Bu konudaki siz sevgili okuyucularım hazırlamakta olduğum geniş röportajımı çok yakında gazetemizde okuyacaksınız.

Diyarbekir yazılarıma bugünlük ara vereyim diyorum, gözümün önüne Ergani ilçemizdeki Çayönü yerleşkesi geliyor. İlk buğdayın ekildiği, çekicin icadının yapıldığı, çanak ve çömleğin kullanıldığı yerleşim yerinden, Çayönü’nden bahsediyorum.

Evet, yanlış okumadınız, insanlık tarihinde ilk yerleşim yeri olduğu varsayılan ve buğdayın atasının bulunduğu çağlar öncesi Diyarbakır’ın Ergani İlçesi’ndeki bu yer.

Ergani İlçesi’ne 6 km uzaklıkta bulunan Çayönü yerleşkesinin bizlerden gizlediklerini gün yüzüne çıkartmak için tam 28 yıl boyunca arkeolojik kazı çalışmaları yapılan bu yer…

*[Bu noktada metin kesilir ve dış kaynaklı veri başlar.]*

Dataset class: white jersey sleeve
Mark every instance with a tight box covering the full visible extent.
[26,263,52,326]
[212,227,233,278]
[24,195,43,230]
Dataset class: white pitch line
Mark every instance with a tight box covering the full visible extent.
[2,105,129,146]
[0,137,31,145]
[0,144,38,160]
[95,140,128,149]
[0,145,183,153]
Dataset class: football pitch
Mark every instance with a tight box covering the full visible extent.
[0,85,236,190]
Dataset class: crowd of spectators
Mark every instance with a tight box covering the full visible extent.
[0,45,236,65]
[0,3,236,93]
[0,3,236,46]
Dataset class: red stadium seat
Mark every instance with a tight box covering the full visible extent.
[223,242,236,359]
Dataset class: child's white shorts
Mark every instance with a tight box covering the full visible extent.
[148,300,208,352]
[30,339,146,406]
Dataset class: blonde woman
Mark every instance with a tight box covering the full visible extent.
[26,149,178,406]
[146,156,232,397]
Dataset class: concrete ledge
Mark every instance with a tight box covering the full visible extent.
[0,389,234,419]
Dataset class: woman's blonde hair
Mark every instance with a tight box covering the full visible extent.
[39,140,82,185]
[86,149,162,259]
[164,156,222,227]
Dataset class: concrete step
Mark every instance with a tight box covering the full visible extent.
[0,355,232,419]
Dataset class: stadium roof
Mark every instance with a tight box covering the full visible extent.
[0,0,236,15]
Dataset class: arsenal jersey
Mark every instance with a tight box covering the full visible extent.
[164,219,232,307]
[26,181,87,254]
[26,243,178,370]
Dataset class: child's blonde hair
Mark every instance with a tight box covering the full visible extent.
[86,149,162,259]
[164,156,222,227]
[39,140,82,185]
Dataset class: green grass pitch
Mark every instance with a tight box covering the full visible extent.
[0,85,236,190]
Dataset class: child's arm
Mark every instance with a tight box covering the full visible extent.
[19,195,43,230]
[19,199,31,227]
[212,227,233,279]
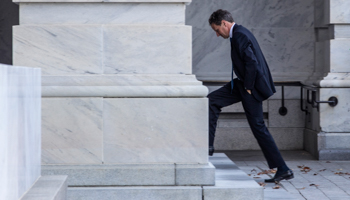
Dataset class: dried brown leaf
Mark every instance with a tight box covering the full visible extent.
[258,182,266,187]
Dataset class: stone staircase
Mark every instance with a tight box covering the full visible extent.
[58,153,264,200]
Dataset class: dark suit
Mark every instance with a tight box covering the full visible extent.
[208,24,285,168]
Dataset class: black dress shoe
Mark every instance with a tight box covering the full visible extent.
[265,169,294,183]
[209,146,215,156]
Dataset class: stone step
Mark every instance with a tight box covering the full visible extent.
[20,176,67,200]
[41,163,215,187]
[68,153,263,200]
[203,153,264,200]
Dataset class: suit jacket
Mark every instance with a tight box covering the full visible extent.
[231,24,276,101]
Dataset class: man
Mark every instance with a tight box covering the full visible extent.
[208,9,294,182]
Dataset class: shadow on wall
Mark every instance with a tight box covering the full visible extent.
[0,0,19,65]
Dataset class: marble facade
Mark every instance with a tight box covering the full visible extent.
[186,0,312,150]
[0,64,41,200]
[13,0,215,196]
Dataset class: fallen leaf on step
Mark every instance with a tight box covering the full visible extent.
[258,182,266,187]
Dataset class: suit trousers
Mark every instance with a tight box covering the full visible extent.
[208,79,285,169]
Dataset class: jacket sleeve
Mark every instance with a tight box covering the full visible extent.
[232,32,258,90]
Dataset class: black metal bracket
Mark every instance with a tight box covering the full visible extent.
[300,86,338,114]
[278,85,288,116]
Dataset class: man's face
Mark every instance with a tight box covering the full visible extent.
[211,20,230,39]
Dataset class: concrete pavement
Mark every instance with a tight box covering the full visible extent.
[218,151,350,200]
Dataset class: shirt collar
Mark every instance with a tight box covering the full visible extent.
[230,23,236,38]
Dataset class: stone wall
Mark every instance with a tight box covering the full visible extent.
[186,0,315,81]
[0,64,41,199]
[186,0,312,150]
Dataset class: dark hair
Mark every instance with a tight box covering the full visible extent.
[208,9,234,25]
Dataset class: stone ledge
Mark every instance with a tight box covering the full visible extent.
[42,86,208,98]
[67,186,202,200]
[41,163,215,187]
[318,149,350,160]
[41,164,175,186]
[203,153,264,200]
[21,176,67,200]
[175,162,215,185]
[12,0,192,3]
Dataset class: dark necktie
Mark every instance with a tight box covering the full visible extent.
[230,38,233,94]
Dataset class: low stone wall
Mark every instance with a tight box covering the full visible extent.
[0,64,41,200]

Bugün her ne kadar bunca açlık grevinde olanlardan hiç mi hiç söz etmeyen, yerlerde süründürülen barış analarından hiç mi hiç bahsetmeyen, HDP’yi vebalı bir hastaymış gibi görmeye devam eden bir partinin adayı olmasına rağmen; bence de büyük haksızlığa uğratılarak mazbatası elinden alınıp ülkenin en büyük mega şehrinin belediye başkanlığı elinden alınan Ekrem İmamoğlu’ndan biraz bahsedeyim diyorum, hemen Körtik Tepe aklıma geliyor.

O Körtik Tepe ki

Tarımın keşfiyle insanların yiyecek aramaktan vazgeçip bunun yerine yiyecek üretimine başladığı, bunun da yerleşimi zorunlu kıldığı gibi bir kural var. Çok genel geçer olan bu kuralın, geçerliliğini kaybettiği Körtik Tepe. Bilinenlerin yeniden ele alınmasını zorunlu kılmıştır, avcılık ve toplayıcılık yapıp, yerleşik düzende yaşayan bir topluluğun var olduğu bir Körtik Tepe var.

Kazılarda, dünyada hayranlık uyandıran bir yerleşim birimiyle karşılaştırılan ve bilim çevresinin , 'Arkeolojinin başına bin yılda bir gelecek vaka' olarak değerlendirdiği Körtik Tepe’den bahsediyorum.. Buradan çıkarılan 12 bin civarında teşhirlik eser müzeye teslim edilmiş, ayrıca bilimsel derinliğe haiz 20 bin eser çıkarılmış bir Körtik Tepe. Klorit malzemeyle taş kaplar üzerinde figürlü bezemeler Yunan ve sonraki uygarlıkları kıskandıracak düzeyde özenle işlenmiş bir tarih havuzu…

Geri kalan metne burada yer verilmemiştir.